You can use a rasp. After you trim off the excess that is sticking up, you can rasp the toes to make them more level. There is less chance of taking off too much with the rasp too.


----------



## georgiagirl98 (Jun 30, 2013)

Today i tried again and actually managed to get a little more off!  her front hooves are a little better than the back ones. Ill try again Saturday, i know i have dawn soap on hand so ill try the soapy water to soak them first and try again. And i need to make a feed store run this week too so ill look into getting a rasp im thinking it will help. They are a pretty good fit maybe? I dont have enough experience to compare but i guess they would work better if i knew how to use them. Lol. 

When i was attempting to clip them i saw that its like the wall has got little chips in it and has little pieces missing, not cracks though. Could it be a diet problem, or just week hooves from walking on them uneven? We have hoof strengthening polish and conditioning polish for the horses, would putting some of that on them help? I guess it couldn't hurt but i dont want to get her toes stuck together or anything. That probably sounds dumb haha.

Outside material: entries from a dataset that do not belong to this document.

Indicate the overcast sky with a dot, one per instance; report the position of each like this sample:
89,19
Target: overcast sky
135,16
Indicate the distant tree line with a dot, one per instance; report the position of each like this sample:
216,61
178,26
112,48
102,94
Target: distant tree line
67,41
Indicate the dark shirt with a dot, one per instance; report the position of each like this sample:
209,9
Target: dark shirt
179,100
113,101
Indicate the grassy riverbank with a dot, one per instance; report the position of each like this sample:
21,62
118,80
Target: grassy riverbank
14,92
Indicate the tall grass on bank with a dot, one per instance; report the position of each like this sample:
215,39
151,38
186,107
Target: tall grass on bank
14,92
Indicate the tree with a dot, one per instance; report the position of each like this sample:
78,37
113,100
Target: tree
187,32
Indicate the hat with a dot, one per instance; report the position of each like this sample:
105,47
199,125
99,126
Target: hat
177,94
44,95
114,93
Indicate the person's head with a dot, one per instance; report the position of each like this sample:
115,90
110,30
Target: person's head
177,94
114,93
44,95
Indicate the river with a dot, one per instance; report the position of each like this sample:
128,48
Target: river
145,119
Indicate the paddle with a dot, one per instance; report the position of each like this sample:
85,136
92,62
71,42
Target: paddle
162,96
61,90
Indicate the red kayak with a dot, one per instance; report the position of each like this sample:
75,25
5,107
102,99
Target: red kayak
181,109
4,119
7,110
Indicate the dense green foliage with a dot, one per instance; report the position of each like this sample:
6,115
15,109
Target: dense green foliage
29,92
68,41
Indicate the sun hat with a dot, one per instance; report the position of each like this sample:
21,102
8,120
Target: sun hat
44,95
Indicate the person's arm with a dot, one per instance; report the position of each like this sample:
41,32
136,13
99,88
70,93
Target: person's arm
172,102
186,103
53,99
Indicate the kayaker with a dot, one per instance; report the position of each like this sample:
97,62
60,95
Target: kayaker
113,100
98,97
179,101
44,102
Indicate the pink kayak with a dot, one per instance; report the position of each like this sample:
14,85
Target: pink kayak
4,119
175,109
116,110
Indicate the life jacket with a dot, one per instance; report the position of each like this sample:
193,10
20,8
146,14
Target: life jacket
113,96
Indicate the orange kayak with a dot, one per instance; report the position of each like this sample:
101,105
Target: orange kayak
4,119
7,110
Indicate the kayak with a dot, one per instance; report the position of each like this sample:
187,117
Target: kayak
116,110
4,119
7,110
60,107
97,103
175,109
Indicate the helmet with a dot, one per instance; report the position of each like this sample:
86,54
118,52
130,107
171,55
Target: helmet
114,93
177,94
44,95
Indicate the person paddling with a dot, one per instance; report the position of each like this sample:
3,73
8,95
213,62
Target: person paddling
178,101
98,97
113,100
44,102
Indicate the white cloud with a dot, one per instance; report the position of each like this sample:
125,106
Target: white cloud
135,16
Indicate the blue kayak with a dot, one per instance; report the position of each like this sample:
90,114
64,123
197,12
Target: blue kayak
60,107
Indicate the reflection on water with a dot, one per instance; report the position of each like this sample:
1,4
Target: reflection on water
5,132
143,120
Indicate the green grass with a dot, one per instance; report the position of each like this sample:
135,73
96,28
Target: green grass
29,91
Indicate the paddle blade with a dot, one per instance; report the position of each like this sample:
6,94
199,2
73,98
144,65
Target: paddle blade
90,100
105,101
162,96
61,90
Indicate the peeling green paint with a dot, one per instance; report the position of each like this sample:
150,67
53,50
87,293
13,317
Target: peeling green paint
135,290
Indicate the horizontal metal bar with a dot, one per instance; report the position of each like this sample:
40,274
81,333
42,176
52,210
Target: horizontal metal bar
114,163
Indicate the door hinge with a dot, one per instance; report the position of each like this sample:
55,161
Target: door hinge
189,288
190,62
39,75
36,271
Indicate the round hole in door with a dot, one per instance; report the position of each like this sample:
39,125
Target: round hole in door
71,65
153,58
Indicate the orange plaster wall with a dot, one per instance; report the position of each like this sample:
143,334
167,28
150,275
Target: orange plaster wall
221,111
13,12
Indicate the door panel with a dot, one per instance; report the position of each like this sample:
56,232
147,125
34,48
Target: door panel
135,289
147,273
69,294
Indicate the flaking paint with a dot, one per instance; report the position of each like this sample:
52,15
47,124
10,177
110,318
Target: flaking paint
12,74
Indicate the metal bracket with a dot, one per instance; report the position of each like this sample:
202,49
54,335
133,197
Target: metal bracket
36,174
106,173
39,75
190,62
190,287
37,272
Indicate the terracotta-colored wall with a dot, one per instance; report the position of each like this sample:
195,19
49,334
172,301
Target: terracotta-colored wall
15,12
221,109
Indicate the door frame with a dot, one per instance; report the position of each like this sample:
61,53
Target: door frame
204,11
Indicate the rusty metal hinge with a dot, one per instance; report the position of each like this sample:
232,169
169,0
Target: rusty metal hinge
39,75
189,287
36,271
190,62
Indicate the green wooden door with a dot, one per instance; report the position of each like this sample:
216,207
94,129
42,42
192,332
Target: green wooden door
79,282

Thank you for all the help.


----------



## ptgoats45 (Nov 28, 2011)

The chips are probably just the hooves trying to break off themselves. If you use the rasp, just make sure to wear gloves, also push down and push in one direction, lift off and start over again. You always run the rasp in one direction. If you have a side grinder you might try using that too if the hooves are still really hard. Just do it slow so you don't take too much off.


----------



## georgiagirl98 (Jun 30, 2013)

Thank you


----------



## nancy d (Oct 5, 2007)

Good word on operating the rasp Ptgoats.
And yes always wear a leather glove on at least your hoof holding hand.
Most of mine have small chips; they like to stand on woven wire fence.
Georgiagirl sounds like you're making progress!
I do like to trim the hair around feet so I have a good visual line for the angle of the hoof, which should be paralell to that line.


----------



## Goats Rock (Jun 20, 2011)

My buck has feet like that- I took sections of trash bags, and made boots, then filled them with soap and water and 
let them soak while on the milk stand, while I did all the milking, feeding, etc. chores. They were actually soft enough to cut, 
after I got the chores done. (1/2 hr. or longer soak!)

The curving, I am still fighting to get that straight.


----------



## georgiagirl98 (Jun 30, 2013)

Thanks ill have to try that  when i try to soak them in a bucket or something she goes nuts, and even when she is in the milk stand she still manages to get her feet out one way or another. I think that will help alot.


----------